SME lending options – Extension in time
Around 80,000 loans worth around $7.3 billion have been written since the scheme commenced in March 2020. The Treasurer said the extension of the SME Recovery Loan Scheme continues the government’s ongoing support for small businesses as they continue to bounce back from the pandemic. While there is likely to be an economic rebound when restrictions ease across the country, for many, a funding gap will remain between the assistance provided by Government grants and viable trading conditions.
The expanded SME recovery loan scheme took effect on 1 October 2021. Under the scheme, the Government will guarantee 80% of loan amounts to businesses that have been adversely impacted by COVID-19.
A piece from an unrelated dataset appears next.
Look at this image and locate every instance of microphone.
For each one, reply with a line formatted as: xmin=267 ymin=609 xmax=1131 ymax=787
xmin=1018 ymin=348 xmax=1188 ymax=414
The lending terms, repayment, and interest rates are set by the lenders but cannot be backed by residential property, that is, if the Government is underwriting the loan, lenders cannot ask business owners to use their home as security. However, Directors guarantees are likely to be required.
Key features of the SME Recovery Loan Scheme include:
- Lenders can offer borrowers a repayment holiday of up to 24 months.
- Loans can be used for a broad range of business purposes, including to support investment.
- Loans may be used to refinance any pre-existing debt of an eligible borrower.
- Loans can be either unsecured or secured (excluding residential property)
The recovery loans can be used to refinance existing loans, purchase commercial property, purchase another business, or working capital. But, cannot be used to purchase residential property, financial products, lend to associated entities, or lease, rent, hire or hire purchase existing assets that are more than half way into their effective life.
The loan scheme is generally available to solvent businesses with a turnover of up to $250m, have an ABN, and a tax resident of Australia. Loans remain subject to lending conditions and generally the lenders will look to lend to viable businesses where it is clear that they can trade their way out of the impact of COVID-19 or the assets of the business make the break-up value attractive.
If you default on your loan, you cannot simply walk away from it. The Government is guaranteeing 80% of the lender’s risk not your debt. Director guarantees are still likely to be required and for many loans, it will be secured against a business asset. On the plus side, interest rates are very attractive right now and many of the lenders are providing a repayment holiday of up to 24 months and in some cases, existing debt can be bundled into the loan arrangements.